Being a COVID-19 Bride


Planning a wedding is a job onto itself. There is so much planning involved. Who knew brides would be dealing with the usual motions as well as a pandemic? On many levels, it's an emotional drain on those getting married.


This was pretty much my face when I had to deal with my own wedding cancellations:


I started planning my own wedding in late 2019, knowing that wedding planning was going to be a career path soon after. People who know me well joke about my obsession with Google docs and researching everything in every direction imaginable. I had everything set up and (mostly) ready to go, but 2020 dropped like an atomic bomb. This year not only threw a monkey wrench into plans, but also provided some perspective on weddings in general. Planning around a pandemic further helped me develop my brand and how I can help brides going through the same predicament.


Planning and starting a business helped me learn a few things:


Lesson 1: make plans A through Z

Ok, maybe not ALL the way to Z, but you get my point. We all start with the best intentions prepping for the biggest wedding we have dreamed about since we were little. My friends joke that I'm prepping for a princess wedding. However, with COVID-19 being an issue, I had to think of backup after backup to still do something special without feeling like the pandemic got the best of me. I made a list of types of weddings that I've researched if you do not choose to not wait for the virus to blow over.

  • Get married at your original venue: Venues are slowly opening up, but under different restrictions depending on the state you are in. Restrictions include mask wearing, reduced capacity, and potential lack of a dance floor. These restrictions can go beyond venues as well that involve public spaces.

  • The backyard wedding: The traditional back-up that has been sweeping social media. It may take more vendors to make it happen (like catering, port-a-potties, party tent rentals, etc), but you have more control over every aspect.

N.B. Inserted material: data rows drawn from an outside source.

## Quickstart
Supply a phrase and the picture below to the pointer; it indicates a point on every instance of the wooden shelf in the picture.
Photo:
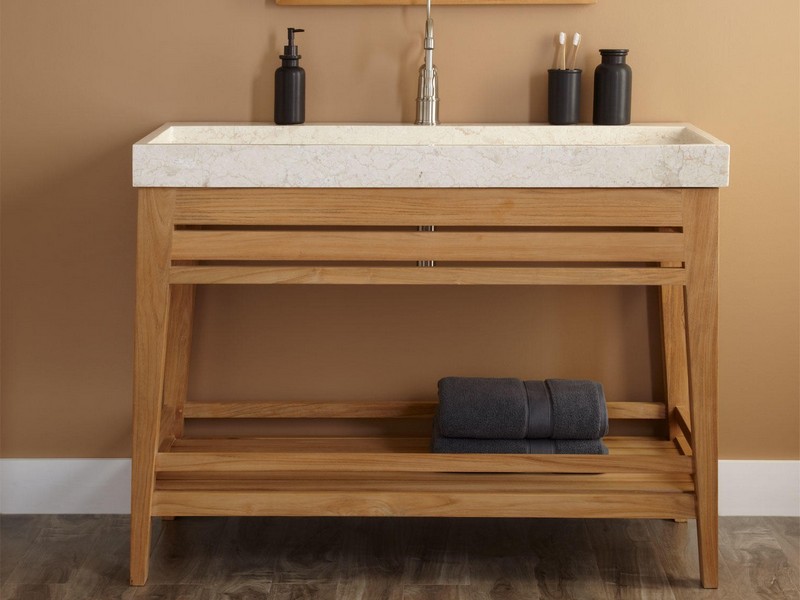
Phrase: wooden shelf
(419, 2)
(369, 409)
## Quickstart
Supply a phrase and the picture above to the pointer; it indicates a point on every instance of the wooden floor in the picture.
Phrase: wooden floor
(86, 558)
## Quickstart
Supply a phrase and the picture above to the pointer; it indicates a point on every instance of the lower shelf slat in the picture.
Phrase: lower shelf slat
(417, 462)
(416, 503)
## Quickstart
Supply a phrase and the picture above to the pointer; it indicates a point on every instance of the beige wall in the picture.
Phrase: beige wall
(82, 80)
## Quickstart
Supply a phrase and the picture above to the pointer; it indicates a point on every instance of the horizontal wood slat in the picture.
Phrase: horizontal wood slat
(383, 444)
(443, 207)
(681, 415)
(414, 462)
(416, 245)
(362, 409)
(419, 2)
(495, 503)
(443, 482)
(428, 276)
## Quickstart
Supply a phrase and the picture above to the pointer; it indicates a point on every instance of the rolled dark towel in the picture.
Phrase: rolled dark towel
(510, 409)
(473, 446)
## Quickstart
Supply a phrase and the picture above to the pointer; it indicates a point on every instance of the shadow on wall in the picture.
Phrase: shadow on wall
(264, 83)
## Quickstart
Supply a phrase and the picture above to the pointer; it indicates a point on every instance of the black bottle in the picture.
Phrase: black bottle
(612, 89)
(290, 86)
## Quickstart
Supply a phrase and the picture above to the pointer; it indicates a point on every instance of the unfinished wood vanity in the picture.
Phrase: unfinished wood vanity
(291, 235)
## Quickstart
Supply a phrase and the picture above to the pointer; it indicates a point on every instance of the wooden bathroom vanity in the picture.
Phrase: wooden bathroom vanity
(215, 207)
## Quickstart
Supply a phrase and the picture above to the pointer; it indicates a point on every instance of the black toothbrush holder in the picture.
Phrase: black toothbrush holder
(563, 96)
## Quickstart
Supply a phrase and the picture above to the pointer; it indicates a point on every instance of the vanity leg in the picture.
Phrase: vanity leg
(176, 370)
(673, 335)
(153, 241)
(700, 230)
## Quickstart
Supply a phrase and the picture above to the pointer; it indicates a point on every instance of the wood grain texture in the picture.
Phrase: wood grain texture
(701, 216)
(152, 299)
(412, 2)
(176, 370)
(682, 420)
(444, 207)
(673, 336)
(367, 558)
(382, 444)
(211, 462)
(469, 503)
(363, 409)
(189, 244)
(627, 560)
(415, 276)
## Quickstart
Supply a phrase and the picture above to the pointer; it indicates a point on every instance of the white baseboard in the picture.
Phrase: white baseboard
(65, 485)
(97, 486)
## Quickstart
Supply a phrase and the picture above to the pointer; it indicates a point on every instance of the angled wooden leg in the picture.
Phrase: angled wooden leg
(700, 229)
(153, 242)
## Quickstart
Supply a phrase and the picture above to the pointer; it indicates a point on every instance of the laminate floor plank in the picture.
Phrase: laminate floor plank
(79, 557)
(248, 552)
(103, 574)
(436, 552)
(373, 561)
(17, 533)
(434, 592)
(35, 591)
(303, 591)
(786, 531)
(310, 551)
(163, 591)
(627, 560)
(502, 565)
(757, 562)
(58, 551)
(185, 550)
(566, 565)
(676, 547)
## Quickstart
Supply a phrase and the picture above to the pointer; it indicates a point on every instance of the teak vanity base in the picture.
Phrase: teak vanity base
(661, 237)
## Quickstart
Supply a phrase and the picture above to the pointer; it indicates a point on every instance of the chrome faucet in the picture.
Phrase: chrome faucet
(427, 101)
(427, 94)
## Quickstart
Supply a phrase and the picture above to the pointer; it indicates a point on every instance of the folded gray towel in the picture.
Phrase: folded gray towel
(510, 409)
(473, 446)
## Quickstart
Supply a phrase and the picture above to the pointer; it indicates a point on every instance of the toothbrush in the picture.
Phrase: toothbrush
(576, 43)
(559, 62)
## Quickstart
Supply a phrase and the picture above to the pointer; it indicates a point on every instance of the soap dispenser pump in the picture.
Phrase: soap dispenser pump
(290, 85)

  • The courthouse wedding: I want to be married. Period. Who isn't anxious to say "I Do" and call their man "hubby"?

  • Elope on your honeymoon: Start your trip off with a bang by getting married. Then have the big wedding later. However, you are at the whim of travel restrictions.

  • Go for a micro-wedding package: Venues and bed-and-breakfasts offer micro-wedding packages that include (packages pending) ceremony, snacks, dinners, and overnight stays. They can be pretty budget friendly.

  • Get married at your favorite restaurant: Some restaurants have private spaces to get married and sit down to eat. Look for some scenic places by gardens or on the water to get that extra ambience.

  • Postpone and wait: It's a gamble to potentially have a wedding close to what you originally planned.


Lesson 2: postponing gives yourself extra time to think over what you want

With weddings, brides plan so far ahead that what they want one moment, they may not want several months later. With postponement dates booking up like crazy, the season you planned for may not be the one you get the second time around. If you have any doubt you had over anything, you have more time to reconsider. Here are some things to sit back and think about:

  • Flower palette: You now have a chance to change colors or flowers depending on the season

  • Event decorations: Are you moving inside to outside? Or vice versa? Changing spaces can change how you decorate.

  • Did you like your hair and makeup? Use this extra time for another trial or two.

  • Vendors that were booked for your old date may be free for your new date: I've seen couples book a new date and their original vendors are not available. Look back on vendors you liked but were booked. You may finally have that chance to work with them.


Lesson 3: this is your chance to think outside the box

With wedding plans changing, it gives you a chance to think beyond normal conventions. Do you want a food truck instead of a catering company? Would an after party be at a rooftop bar instead of a rented room or nightclub? What would be a fun way to serve the food and drinks? The best part is that you can take artistic license because, right now, "going by the book" isn't necessarily doable. Why not do something new?


Lesson 4: I've grown to not take my fiancé for granted

I've been hung up on planning my wedding, wanting to get married, and planning everyone else's weddings. As I'm going at roadrunner/ludicrous speed and venting over this pandemic, friends and family brought me back to reality saying, "No matter what, you are with a man who loves you." I had a "hold up a minute" moment. If you have the love or your life, health, and happiness, everything will eventually fall into place. I needed to stop and appreciate the man who was in front of me. Whatever happens, you will be with the one you love. The wedding will happen when the wedding happens. It takes some of the weight off. It's healthier to have less stress on your plate.

Hope this helps put your mind at ease. No matter what, you have a COVID-19 bride in your corner.